Mort de Steve Maia Caniço à Nantes : cinq questions sur le procès du commissaire de police jugé pour homicide involontaire

Article rédigé par Violaine Jaussent
France Télévisions
Publié Mis à jour
Temps de lecture : 8min
Une fresque en hommage à Steve Maia Caniço, peinte après sa mort en 2019, photographiée le 21 juin 2022 à Nantes (Loire-Atlantique). (FRANCK DUBRAY / OUEST-FRANCE / MAXPPP)
Le commissaire Grégoire Chassaing est jugé à partir de lundi devant le tribunal correctionnel de Rennes. Il est le seul à comparaître pour la mort du jeune homme, tombé dans la Loire lors de la Fête de la musique en 2019.

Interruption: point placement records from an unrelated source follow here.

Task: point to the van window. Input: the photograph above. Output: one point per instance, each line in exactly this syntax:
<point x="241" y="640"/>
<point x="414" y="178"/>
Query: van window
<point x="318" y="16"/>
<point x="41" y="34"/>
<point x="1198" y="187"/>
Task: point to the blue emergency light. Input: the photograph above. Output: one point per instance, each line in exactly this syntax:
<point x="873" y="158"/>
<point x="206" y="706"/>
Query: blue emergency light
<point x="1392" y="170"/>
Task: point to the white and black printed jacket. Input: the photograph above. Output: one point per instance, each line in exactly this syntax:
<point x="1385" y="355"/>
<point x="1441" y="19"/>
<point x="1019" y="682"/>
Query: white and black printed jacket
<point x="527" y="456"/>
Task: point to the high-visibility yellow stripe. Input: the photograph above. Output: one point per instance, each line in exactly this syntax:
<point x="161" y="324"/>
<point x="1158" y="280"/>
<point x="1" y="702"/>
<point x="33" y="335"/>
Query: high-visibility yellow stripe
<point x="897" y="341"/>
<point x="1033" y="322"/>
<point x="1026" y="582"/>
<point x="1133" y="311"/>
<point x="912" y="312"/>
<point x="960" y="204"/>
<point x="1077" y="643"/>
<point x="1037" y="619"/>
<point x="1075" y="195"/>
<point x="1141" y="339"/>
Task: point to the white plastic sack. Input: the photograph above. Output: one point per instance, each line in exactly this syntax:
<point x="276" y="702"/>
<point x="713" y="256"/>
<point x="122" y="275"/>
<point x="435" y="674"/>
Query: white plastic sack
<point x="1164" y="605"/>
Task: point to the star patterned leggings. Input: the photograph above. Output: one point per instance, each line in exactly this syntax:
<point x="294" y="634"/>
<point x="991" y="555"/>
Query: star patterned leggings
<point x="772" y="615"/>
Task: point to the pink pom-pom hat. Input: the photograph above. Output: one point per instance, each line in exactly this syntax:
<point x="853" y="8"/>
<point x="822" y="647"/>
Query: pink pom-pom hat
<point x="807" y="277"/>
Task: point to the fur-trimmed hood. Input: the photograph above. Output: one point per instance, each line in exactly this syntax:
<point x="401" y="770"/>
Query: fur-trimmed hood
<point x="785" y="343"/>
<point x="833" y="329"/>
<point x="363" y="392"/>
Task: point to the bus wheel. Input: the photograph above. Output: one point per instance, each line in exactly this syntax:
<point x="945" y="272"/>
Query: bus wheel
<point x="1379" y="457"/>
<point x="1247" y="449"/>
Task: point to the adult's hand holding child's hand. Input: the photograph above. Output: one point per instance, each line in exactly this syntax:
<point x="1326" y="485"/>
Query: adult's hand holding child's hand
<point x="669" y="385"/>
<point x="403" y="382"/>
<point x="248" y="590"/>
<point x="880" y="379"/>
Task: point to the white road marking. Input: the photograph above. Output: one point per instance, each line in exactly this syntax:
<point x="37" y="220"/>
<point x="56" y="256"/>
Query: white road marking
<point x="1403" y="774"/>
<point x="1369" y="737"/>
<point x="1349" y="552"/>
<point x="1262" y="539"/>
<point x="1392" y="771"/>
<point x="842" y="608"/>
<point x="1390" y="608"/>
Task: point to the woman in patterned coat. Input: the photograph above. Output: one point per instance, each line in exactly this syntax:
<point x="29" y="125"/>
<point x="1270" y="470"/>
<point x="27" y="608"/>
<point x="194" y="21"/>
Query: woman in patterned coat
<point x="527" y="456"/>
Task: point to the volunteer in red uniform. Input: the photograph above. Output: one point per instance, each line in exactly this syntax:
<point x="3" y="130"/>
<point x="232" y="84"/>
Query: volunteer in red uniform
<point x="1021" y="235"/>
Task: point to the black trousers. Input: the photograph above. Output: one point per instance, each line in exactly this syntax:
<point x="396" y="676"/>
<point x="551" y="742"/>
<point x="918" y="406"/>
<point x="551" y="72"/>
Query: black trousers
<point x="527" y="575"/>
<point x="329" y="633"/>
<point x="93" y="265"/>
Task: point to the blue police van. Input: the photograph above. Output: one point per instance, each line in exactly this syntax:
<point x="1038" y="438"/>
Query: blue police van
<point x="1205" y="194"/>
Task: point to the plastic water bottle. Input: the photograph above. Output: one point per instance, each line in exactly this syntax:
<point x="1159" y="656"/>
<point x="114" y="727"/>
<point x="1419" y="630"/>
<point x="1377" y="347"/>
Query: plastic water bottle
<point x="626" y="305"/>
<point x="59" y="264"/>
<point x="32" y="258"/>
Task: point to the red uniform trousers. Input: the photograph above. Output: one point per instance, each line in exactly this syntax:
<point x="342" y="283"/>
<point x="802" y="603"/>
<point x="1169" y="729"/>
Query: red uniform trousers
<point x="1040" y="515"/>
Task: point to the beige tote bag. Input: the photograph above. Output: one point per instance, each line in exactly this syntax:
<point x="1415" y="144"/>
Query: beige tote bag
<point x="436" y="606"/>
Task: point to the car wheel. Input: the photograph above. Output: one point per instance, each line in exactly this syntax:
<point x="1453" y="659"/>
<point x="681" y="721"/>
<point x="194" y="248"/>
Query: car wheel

L'affaire avait suscité une très forte émotion et de vives critiques sur l'intervention des forces de l'ordre. Lors d'une opération policière destinée à faire cesser une soirée électro sur l'île Beaulieu, à Nantes, organisée pour la Fête de la musique en 2019, Steve Maia Caniço, animateur périscolaire de 24 ans, tombe dans la Loire et se noie. Près de cinq ans après les faits, le commissaire de police qui dirigeait les effectifs sur place, Grégoire Chassaing, est jugé pour homicide involontaire. Son procès, qui s'ouvre lundi 10 juin à Rennes, doit durer cinq jours. Franceinfo revient sur cette affaire en cinq questions.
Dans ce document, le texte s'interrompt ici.